Taking on the tobacco lobby carries virtually no political risk for Clinton. It allows him to portray himself as an advocate for the nation’s health while portraying an industry that gives most of its support to Republican candidates as a demon.
Last year, he authorized the Food and Drug Administration to promulgate new regulations that would make tobacco advertising aimed at minors illegal, halt giveaways of cigarettes and restrict access of young people to cigarette vending machines.
Tobacco industry officials said Tuesday that they already have undertaken a voluntary multimillion-dollar advertising and public relations campaign designed to discourage youths from smoking.
A tobacco industry spokesman took Clinton’s attack in stride as predictable election-year politics.
“We have the hide of a rhinoceros,” said Tobacco Institute official Tom Lauria. “It comes with the territory.”
Clinton told about 3,000 students, teachers and parents in the gymnasium of Woodbridge High School that they have an obligation to safeguard their own health.
“That’s what this anti-teen-smoking campaign is all about,” Clinton said. “We now know what the health dangers are. We now know that, advertising notwithstanding, it is not a glamorous thing to risk your health and your life.”
He noted that 3,000 teenagers take up smoking every day and statistics show that a third of their lives will be shortened because of it.
“We should control those things which we can control about our lives,” Clinton told the group. “We should not be self-destructive. We should do no harm.”

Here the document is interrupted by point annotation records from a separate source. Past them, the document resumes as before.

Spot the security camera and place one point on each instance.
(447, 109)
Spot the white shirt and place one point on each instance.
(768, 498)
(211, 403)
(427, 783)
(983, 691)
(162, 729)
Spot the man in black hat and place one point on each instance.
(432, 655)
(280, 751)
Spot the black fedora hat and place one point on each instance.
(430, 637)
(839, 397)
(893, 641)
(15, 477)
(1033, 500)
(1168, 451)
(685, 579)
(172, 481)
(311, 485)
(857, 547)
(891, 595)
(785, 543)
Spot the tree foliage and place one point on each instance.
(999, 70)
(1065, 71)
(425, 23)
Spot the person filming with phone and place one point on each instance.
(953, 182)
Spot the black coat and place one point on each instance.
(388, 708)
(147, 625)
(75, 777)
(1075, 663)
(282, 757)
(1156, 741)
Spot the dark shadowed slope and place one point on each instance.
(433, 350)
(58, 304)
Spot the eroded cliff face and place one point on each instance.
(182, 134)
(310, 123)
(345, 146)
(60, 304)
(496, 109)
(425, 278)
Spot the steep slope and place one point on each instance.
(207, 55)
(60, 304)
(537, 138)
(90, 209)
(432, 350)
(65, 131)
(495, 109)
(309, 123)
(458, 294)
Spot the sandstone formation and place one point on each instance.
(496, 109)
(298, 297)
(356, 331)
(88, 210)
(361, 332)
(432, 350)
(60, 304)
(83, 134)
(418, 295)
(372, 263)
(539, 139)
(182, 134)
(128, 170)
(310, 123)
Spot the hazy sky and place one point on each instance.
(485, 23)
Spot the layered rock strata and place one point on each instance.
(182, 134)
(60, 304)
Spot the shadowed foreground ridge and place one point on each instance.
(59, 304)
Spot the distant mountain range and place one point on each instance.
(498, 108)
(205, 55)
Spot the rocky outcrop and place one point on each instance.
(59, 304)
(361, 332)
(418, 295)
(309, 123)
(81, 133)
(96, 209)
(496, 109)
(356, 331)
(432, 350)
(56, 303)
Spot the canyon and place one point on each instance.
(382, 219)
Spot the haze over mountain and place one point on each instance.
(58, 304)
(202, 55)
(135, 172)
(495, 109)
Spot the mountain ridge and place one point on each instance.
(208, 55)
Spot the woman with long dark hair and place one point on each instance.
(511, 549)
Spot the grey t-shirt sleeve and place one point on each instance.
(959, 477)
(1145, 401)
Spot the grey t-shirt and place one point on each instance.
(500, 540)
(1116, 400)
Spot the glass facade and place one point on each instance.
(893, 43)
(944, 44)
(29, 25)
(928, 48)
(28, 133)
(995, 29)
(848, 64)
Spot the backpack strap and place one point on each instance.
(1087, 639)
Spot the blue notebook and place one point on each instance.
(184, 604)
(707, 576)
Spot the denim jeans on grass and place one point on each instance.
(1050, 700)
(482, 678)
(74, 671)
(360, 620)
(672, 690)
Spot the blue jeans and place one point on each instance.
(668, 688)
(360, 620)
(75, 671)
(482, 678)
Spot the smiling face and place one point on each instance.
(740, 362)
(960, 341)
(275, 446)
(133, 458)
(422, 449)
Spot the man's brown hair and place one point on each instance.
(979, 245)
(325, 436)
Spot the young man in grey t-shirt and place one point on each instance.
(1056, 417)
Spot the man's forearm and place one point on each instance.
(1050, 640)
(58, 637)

He also spoke of the ease with which underage buyers can purchase cigarettes. Two 16-year-old Woodbridge students who met with the president before the rally told him that they had tried on 15 separate occasions to buy cigarettes, despite a state law prohibiting sales to those under age 18.
“They were 15 for 15 in buying cigarettes and not even being carded,” Clinton said.
Lauria of the Tobacco Institute said that the organization had initiated a program with 250,000 retailers across the country called “we card” to stem sales to minors. He also said that Philip Morris had started its own program to limit sales to teenagers.
Clinton commended the A&P; grocery chain for a proposal to eliminate cigarette vending machines in its stores and 3M Corp. for agreeing to accept no more tobacco advertising on its billboards.